The Jewish cemetery of Fez, a symbol of cultural harmony | UN News
The Moroccan city of Fez, which recently hosted the Global Forum of the United Nations Alliance of Civilizations, has long been a melting pot of religions and cultures. Its 200-year-old Jewish cemetery symbolizes the centuries-long coexistence of diverse communities in the city.
It also retains a mix of cultures and identity, and a Jewish neighbourhood, named ‘Mellah’. The word literally means 'salt' or 'saline area', in reference to either a saline water source in the area or to the former presence of a salt warehouse, but ‘Mellah’ is now used as the name for Jewish quarters in other Moroccan cities, including Rabat and Marrakech.

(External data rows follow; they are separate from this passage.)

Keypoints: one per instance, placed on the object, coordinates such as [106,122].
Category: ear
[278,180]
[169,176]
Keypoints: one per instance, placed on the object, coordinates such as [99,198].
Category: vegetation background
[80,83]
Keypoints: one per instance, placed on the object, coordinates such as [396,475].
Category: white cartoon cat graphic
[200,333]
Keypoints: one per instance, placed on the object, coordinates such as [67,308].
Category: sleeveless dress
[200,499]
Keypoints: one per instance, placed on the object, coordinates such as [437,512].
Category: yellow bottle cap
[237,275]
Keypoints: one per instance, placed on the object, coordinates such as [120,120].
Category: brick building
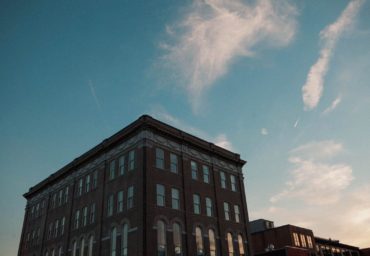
[149,189]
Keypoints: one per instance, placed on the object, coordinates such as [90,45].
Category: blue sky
[283,83]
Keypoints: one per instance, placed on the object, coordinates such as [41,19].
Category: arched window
[230,245]
[113,242]
[161,238]
[241,245]
[74,249]
[199,241]
[177,241]
[82,250]
[212,242]
[91,244]
[124,239]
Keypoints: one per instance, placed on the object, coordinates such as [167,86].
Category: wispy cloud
[215,32]
[313,88]
[333,105]
[313,179]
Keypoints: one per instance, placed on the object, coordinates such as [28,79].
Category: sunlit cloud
[210,36]
[312,90]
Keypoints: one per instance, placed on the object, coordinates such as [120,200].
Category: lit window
[296,239]
[241,245]
[110,206]
[205,174]
[233,182]
[121,163]
[209,210]
[177,241]
[223,180]
[159,158]
[113,242]
[120,201]
[196,203]
[227,211]
[161,239]
[160,195]
[124,237]
[230,244]
[112,169]
[131,160]
[212,242]
[199,241]
[174,163]
[175,194]
[130,197]
[194,170]
[237,213]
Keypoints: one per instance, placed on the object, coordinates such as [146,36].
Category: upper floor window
[159,158]
[160,195]
[233,182]
[205,174]
[175,194]
[227,211]
[130,197]
[161,238]
[237,213]
[121,164]
[209,209]
[223,179]
[196,204]
[131,160]
[174,163]
[112,169]
[194,170]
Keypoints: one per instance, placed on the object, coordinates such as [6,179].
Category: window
[87,183]
[223,180]
[303,240]
[209,210]
[110,206]
[121,165]
[205,174]
[230,244]
[212,242]
[233,182]
[175,194]
[84,216]
[161,238]
[159,158]
[194,170]
[227,211]
[77,219]
[131,160]
[92,213]
[237,213]
[112,169]
[296,239]
[160,195]
[199,241]
[174,163]
[124,239]
[177,238]
[241,245]
[120,201]
[91,245]
[309,242]
[95,179]
[80,184]
[113,242]
[130,197]
[196,204]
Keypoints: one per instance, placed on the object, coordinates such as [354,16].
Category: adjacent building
[150,189]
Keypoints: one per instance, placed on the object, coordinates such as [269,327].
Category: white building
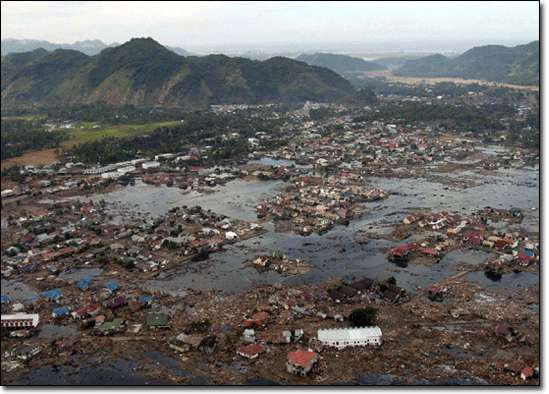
[341,338]
[113,174]
[20,320]
[126,169]
[150,164]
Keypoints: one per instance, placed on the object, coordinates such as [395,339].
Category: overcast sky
[214,24]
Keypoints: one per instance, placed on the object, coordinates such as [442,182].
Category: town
[76,267]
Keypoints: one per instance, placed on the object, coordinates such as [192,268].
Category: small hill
[143,72]
[87,47]
[517,65]
[341,64]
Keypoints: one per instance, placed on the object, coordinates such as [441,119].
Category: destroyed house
[347,290]
[179,343]
[522,259]
[85,283]
[112,287]
[504,330]
[25,350]
[336,295]
[157,320]
[60,311]
[20,320]
[52,295]
[116,302]
[252,351]
[341,338]
[109,326]
[85,311]
[390,296]
[208,344]
[301,362]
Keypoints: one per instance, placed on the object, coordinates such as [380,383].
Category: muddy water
[336,254]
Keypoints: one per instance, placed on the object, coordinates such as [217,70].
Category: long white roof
[342,334]
[20,316]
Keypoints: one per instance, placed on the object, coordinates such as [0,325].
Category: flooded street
[334,254]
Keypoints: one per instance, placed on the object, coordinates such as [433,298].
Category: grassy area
[89,133]
[78,135]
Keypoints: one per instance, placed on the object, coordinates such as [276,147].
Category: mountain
[143,72]
[88,47]
[341,64]
[516,65]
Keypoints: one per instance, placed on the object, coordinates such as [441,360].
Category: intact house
[301,362]
[252,351]
[25,350]
[341,338]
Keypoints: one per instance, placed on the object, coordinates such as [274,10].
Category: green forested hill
[517,65]
[143,72]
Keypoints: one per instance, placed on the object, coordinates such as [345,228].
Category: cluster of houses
[313,204]
[473,231]
[48,241]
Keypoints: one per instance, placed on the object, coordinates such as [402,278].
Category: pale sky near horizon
[192,25]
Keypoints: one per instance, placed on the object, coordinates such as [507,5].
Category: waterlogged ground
[335,254]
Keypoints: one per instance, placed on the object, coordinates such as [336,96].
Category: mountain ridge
[88,47]
[497,63]
[143,72]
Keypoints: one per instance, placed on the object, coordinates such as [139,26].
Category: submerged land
[208,247]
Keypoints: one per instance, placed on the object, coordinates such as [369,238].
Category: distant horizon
[229,27]
[389,46]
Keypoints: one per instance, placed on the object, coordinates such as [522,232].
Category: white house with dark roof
[341,338]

The Jewish cemetery, nestled in the Mellah, is distinguished by its semi-cylindrical tombs, which capture the history of Morocco’s flourishing Jewry.

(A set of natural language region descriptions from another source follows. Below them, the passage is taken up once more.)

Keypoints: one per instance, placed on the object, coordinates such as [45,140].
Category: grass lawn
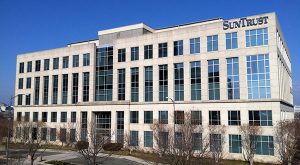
[151,157]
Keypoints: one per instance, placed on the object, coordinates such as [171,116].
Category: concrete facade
[280,102]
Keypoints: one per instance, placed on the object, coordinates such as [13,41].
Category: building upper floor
[206,60]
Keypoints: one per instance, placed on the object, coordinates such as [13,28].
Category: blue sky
[32,25]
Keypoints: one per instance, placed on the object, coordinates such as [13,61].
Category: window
[148,117]
[178,139]
[195,80]
[257,37]
[28,83]
[21,67]
[163,49]
[179,82]
[163,117]
[27,116]
[179,117]
[36,90]
[163,141]
[83,131]
[197,141]
[34,133]
[44,116]
[148,51]
[213,80]
[196,117]
[178,48]
[134,138]
[134,116]
[104,74]
[53,116]
[86,86]
[264,145]
[121,84]
[215,144]
[63,117]
[75,88]
[258,76]
[35,117]
[120,126]
[65,89]
[65,61]
[52,134]
[231,40]
[63,135]
[29,66]
[214,118]
[233,83]
[20,99]
[260,118]
[134,84]
[86,59]
[27,99]
[20,83]
[55,63]
[44,132]
[234,118]
[121,55]
[195,45]
[54,89]
[163,82]
[235,143]
[148,139]
[212,43]
[19,116]
[46,64]
[46,89]
[75,61]
[37,65]
[134,53]
[73,117]
[148,83]
[72,135]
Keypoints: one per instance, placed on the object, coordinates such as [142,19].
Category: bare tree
[131,142]
[286,140]
[91,149]
[29,135]
[249,134]
[217,141]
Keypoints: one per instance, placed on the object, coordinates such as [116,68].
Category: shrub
[81,145]
[112,146]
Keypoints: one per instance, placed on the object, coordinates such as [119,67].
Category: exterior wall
[280,76]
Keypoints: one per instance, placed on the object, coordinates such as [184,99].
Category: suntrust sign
[245,22]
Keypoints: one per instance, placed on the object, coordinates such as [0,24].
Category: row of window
[259,118]
[264,145]
[65,63]
[254,37]
[54,98]
[35,117]
[258,81]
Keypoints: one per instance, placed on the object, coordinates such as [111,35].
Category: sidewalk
[67,155]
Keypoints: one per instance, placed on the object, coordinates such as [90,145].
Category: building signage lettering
[245,22]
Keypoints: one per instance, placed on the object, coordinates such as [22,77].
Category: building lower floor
[135,122]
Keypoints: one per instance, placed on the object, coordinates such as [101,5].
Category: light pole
[174,114]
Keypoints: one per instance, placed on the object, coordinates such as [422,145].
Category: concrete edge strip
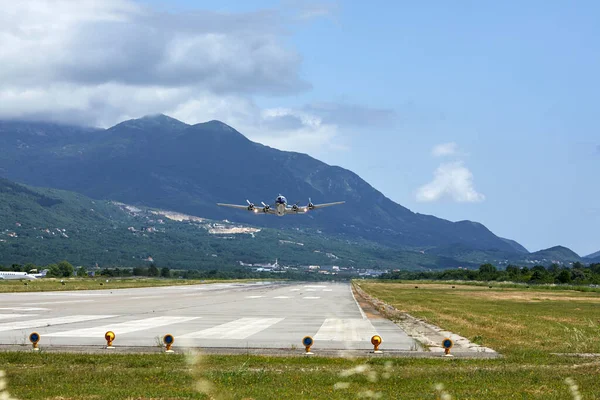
[362,313]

A ‘convergence of confluents’
The age-old intermingling of peoples made Fez an appropriate location for the ninth Forum of the United Nations Alliance of Civilizations (UNAOC), which took place in November 2022.
Opening the event, Andre Azoulay, the senior adviser to King Mohammed VI of Morocco – and father of UNESCO Director-General Audrey Azoulay – who is himself Jewish, declared that Morocco “is built around a model of openness, harmony and synergy that has seen the convergence of Arab-Islamic, Amazigh and Saharan-Hassanian confluents, and that has, at the same time, been enriched by African, Andalusian, Hebrew and Mediterranean tributaries”.
When asked about how she felt when she learnt that Fez was chosen to host the UNAOC ninth Forum, Ms. Ohana said she felt proud that Fez was chosen: “for Morocco, it reflects exactly the reality of our image, our culture”.